Шрифт:
Интервал:
Закладка:
– Аждар… – прошептала она.
Существо повернулось к ней всем телом, щупальце вытянулось и огладило ее по голове, словно пробуя на вкус, а может, и лаская, но это все равно было просто омерзительное ощущение. Элинор больше не могла его вынести и бросилась бежать через коридоры и комнаты этого дома-лабиринта, прекрасно понимая, что ей не удастся найти выход. Просто потому, что его нет. «Нужно бежать со всех ног, чтобы только оставаться на месте, – вспомнилось ей, – а чтобы куда-то попасть, надо бежать как минимум вдвое быстрее!»[17] Что ж, она угодила в свое зазеркалье, где бесконечные анфилады ненастоящих комнат, где невозможные чудовища, где холмы за окном.
«Я не должна быть здесь, – сказала себе Элинор. – Я – не – должна – здесь – быть! Это галлюцинация, значит, я должна очнуться. – она ущипнула себя, не почувствовала боли, но это ровным счетом ничего не значило. – Это какая-то странная, фантастическая реальность, а значит, я должна отыскать выход домой». «Беги!» – сказала тетушка Эмилия, но эти слова приносили мало пользы.

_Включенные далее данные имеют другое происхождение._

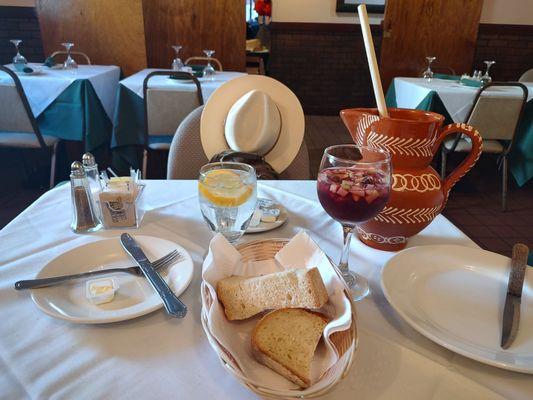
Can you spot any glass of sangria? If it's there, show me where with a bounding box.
[317,144,392,301]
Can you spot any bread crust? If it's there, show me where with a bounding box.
[250,308,329,388]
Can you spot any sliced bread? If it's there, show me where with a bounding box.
[251,308,328,388]
[217,267,328,321]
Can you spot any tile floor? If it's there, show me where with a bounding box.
[0,116,533,256]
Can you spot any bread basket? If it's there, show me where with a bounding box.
[201,239,357,399]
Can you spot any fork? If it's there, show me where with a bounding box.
[15,250,185,290]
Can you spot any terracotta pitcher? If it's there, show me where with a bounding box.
[341,108,482,251]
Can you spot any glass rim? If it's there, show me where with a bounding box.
[324,144,391,165]
[200,161,256,177]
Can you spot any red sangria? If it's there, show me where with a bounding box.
[317,144,391,300]
[318,167,389,225]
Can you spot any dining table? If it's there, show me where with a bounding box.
[0,63,120,153]
[386,76,533,186]
[111,68,246,172]
[0,180,533,400]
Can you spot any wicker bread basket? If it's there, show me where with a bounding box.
[201,239,357,399]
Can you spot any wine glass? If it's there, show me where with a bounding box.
[204,50,216,81]
[10,39,28,72]
[61,43,78,69]
[481,61,496,86]
[317,144,391,301]
[422,56,437,82]
[172,44,184,71]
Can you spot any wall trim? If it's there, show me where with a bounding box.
[478,24,533,35]
[270,22,381,34]
[0,6,37,18]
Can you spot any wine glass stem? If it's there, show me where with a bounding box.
[339,225,353,278]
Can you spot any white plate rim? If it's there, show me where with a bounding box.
[31,235,194,324]
[380,245,533,374]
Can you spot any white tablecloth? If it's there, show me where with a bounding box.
[0,181,533,400]
[393,78,533,122]
[0,63,120,120]
[120,68,246,101]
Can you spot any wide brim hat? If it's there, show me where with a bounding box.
[200,75,305,173]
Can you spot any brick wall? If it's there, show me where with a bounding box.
[270,23,533,115]
[474,24,533,81]
[269,23,381,114]
[0,6,44,64]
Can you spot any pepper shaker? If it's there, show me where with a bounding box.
[70,161,102,233]
[81,152,102,221]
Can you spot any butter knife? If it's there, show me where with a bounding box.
[500,243,529,349]
[120,233,187,318]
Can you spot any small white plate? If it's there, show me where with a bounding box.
[246,203,288,233]
[31,235,193,324]
[381,245,533,374]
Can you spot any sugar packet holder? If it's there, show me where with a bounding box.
[99,170,145,229]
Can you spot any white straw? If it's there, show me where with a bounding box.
[357,4,389,117]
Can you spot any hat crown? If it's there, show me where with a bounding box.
[224,90,281,156]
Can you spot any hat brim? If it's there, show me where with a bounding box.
[200,75,305,173]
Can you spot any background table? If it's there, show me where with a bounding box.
[0,64,120,152]
[386,78,533,186]
[111,68,245,171]
[0,181,533,400]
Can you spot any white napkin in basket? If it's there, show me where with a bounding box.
[202,232,351,390]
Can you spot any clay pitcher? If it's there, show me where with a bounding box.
[340,108,482,251]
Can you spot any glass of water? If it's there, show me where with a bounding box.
[198,162,257,244]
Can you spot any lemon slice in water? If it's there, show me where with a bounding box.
[198,169,253,207]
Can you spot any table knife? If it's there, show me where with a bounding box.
[120,233,187,318]
[500,243,529,349]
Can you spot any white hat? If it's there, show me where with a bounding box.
[200,75,305,173]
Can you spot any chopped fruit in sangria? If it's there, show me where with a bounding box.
[317,167,390,225]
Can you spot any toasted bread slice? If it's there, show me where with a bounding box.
[252,308,328,388]
[217,267,328,320]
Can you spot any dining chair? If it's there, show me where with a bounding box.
[0,65,59,188]
[167,106,311,180]
[441,82,528,211]
[185,57,223,71]
[50,50,91,65]
[142,71,204,178]
[518,68,533,82]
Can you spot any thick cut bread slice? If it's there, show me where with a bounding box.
[252,308,328,388]
[217,267,328,320]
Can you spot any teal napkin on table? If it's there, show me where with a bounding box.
[433,74,461,81]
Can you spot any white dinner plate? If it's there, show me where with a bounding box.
[381,245,533,374]
[31,235,193,324]
[246,203,288,233]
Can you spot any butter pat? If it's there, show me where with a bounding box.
[85,278,118,304]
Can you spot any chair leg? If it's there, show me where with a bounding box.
[50,143,57,189]
[440,147,447,179]
[142,149,148,179]
[502,156,509,211]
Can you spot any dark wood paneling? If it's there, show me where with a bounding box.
[0,6,35,18]
[380,0,483,87]
[143,0,246,71]
[36,0,146,75]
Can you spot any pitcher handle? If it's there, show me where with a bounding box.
[433,123,483,207]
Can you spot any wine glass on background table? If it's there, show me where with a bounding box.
[10,39,28,72]
[317,144,392,301]
[204,50,216,81]
[198,162,257,244]
[422,56,437,82]
[172,44,184,71]
[61,43,78,69]
[481,61,496,85]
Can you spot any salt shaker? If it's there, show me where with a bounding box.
[81,152,102,221]
[70,161,102,233]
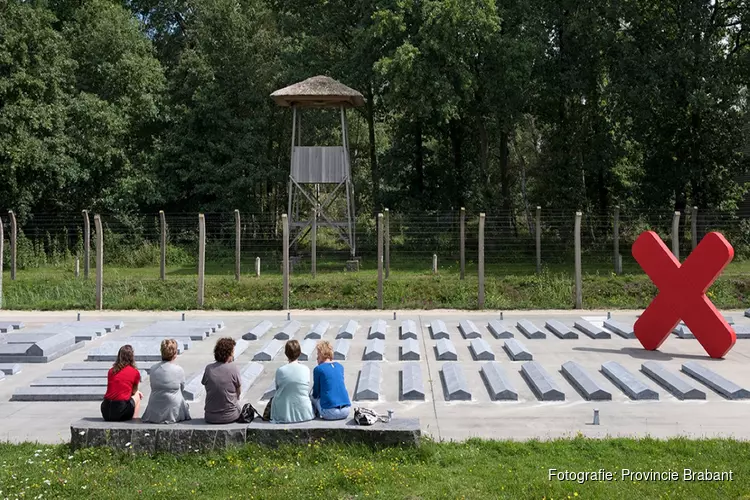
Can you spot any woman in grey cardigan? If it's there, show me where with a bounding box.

Элинор бежала и бежала, смертельно уставшая, сбившая ноги, сбившая дыхание. В висках стучала кровь. Она начала уже спотыкаться, шаги чудовища за спиной стали отчетливее. Прочитать молитву? Осенить себя крестом? Но язык и руки не слушались Элинор, и ни одно слово не шло на ум. Позвать на помощь? Кого?
Отсюда должен быть выход. Как-то ее затащили сюда, значит, и выбраться она может. Но – как это было? Элинор зажмурилась. Вот она видит перед собой лицо, почти целиком состоящее из зубастой пасти, растянутой до ушей, и гигантских, спиралью крутящихся глаз, оно все ближе и ближе, пасть раскрывается, и Элинор опутывают плети пепельно-серого дыма…
Она остановилась, облизнув губы, резко повернулась на каблуках, и чудовищная пасть Аждара сомкнулась вокруг нее. Клацнули зубы.
Ударился о мостовую с тихим металлическим стуком ее дешевый эмалевый браслетик. Локоть обожгло резкой болью, а потом начало саднить. Было душно и вместе с тем сыро, пахло кровью, гниением, дешевой выпивкой и гарью. Кругом стоял невероятный гам, как бывает всегда, когда лондонцы собираются поглазеть на что-то. Элинор толкнули пару раз, один раз задели ногой, хорошо, если не нарочно. Она поднялась, ошарашенная, не до конца поверившая в то, что находится в привычном мире, среди живых людей. Потом повернула голову и тотчас же зажмурилась, не в силах смотреть на ужасающее зрелище. Конечно же, зеваки не могли собраться ради корзины пушистых котят, а вот мертвое тело (растерзанное, на это хватило и взгляда) привлекало их, как гнилое мясо – мух.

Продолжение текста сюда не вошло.